Der Aufbau des Salzdiapirs ist durch den Aufschluss selbst und durch Bohrungen bis zu einer Tiefe von mehr als 1300 Metern[3] gut bekannt. Fossilfunde (im Kupferschiefer des Zechsteins) haben das ihre zur wissenschaftlichen Erforschung der Lokalität beigetragen.
Die Flanken der Sättel und Mulden der aufgestiegenen Gesteinsschichten sind sehr steil (130° bis 150°)[2]. Etwa in der Mitte der Grube, in einer Abbautiefe von rund 30 Metern, ist ein Teil des Gipshuts des Salzdiapirs aufgeschlossen.
Die im Zusammenhang mit dem Salzaufstieg entstandene, lokal eng begrenzte, quartäre Schichtfolge aus umgelagerten Kaolinsanden und Braunkohleflözen wird als „Lieth-Serie“ bezeichnet. Die Lage dieser Schichten deutet darauf hin, dass noch im Quartär erhebliche Bewegungen in diesem Bereich stattgefunden haben müssen. Im Westteil der Grube sind quartäre Strukturen entdeckt worden, die als Eiskeile gedeutet werden.

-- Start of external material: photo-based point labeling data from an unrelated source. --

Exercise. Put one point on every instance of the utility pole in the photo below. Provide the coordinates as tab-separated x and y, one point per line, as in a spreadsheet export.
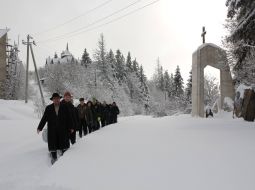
27	68
29	46
37	75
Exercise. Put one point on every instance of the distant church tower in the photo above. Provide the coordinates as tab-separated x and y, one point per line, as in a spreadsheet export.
3	59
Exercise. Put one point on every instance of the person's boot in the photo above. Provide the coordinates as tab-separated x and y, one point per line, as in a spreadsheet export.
62	152
53	157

Vor der Unterschutzstellung des Geländes war es möglich, dort Gesteine, Fossilien und Mineralien zu sammeln. Besonderer Beliebtheit erfreute sich die Grube wegen des Vorkommens von Fluorit, Chalkopyrit und Marienglas, eine Varietät des Minerals Gips. Einige attraktive Mineralienstufen sind im Museum für Natur und Umwelt Lübeck ausgestellt. Im Kupferschiefer wurden unter anderem auch Ganoidfische gefunden.
Geschichte und Namensherkunft
Beim Bau der Altona-Kieler Eisenbahn im Jahre 1844 wurde ein Teil des Salzdiapirs angeschnitten. Die dabei gefundenen roten Tone wurden abgebaut und zur Ziegelherstellung verwendet, später auch die Kalkaschen (verwitterter Zechsteinkalk), die sowohl zu Düngemittel verarbeitet als auch für den Wegebau eingesetzt wurden.

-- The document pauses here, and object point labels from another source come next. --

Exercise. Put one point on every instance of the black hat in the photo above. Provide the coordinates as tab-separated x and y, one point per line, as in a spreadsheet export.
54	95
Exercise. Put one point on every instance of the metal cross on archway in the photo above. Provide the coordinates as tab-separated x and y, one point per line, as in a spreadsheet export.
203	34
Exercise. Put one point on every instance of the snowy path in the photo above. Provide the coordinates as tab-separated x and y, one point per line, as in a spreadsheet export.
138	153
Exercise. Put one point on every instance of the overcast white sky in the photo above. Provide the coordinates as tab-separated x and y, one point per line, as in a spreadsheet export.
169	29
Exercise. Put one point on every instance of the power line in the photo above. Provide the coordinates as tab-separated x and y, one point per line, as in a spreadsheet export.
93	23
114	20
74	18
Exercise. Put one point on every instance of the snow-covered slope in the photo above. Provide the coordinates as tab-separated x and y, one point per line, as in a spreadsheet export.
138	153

Der Name „Liether Kalkgrube“ geht auf das ehemals in der Gegend gelegene Dorf „Lieth“ zurück, dessen Name wiederum auf das altsächsische Wort für „Abhang“ zurückgeht.[4]
Heutige Situation
Das heute unter Naturschutz stehende Gebiet ist für die Öffentlichkeit zugänglich. Die grauen und roten Gesteine des Zechsteins und des Rotliegenden sind sichtbar, ebenso der Gipshut. Schautafeln informieren über die geologischen Zusammenhänge. Die Unterschutzstellung dient in erster Linie dem Erhalt dieses sehr bedeutsamen geologischen Aufschlusses, aber auch dem Schutz der sich nach Beendigung der wirtschaftlichen Nutzung entwickelten Kalk-Sumpf-Flora, dort lebender Insekten, Amphibien und einiger Vogelarten.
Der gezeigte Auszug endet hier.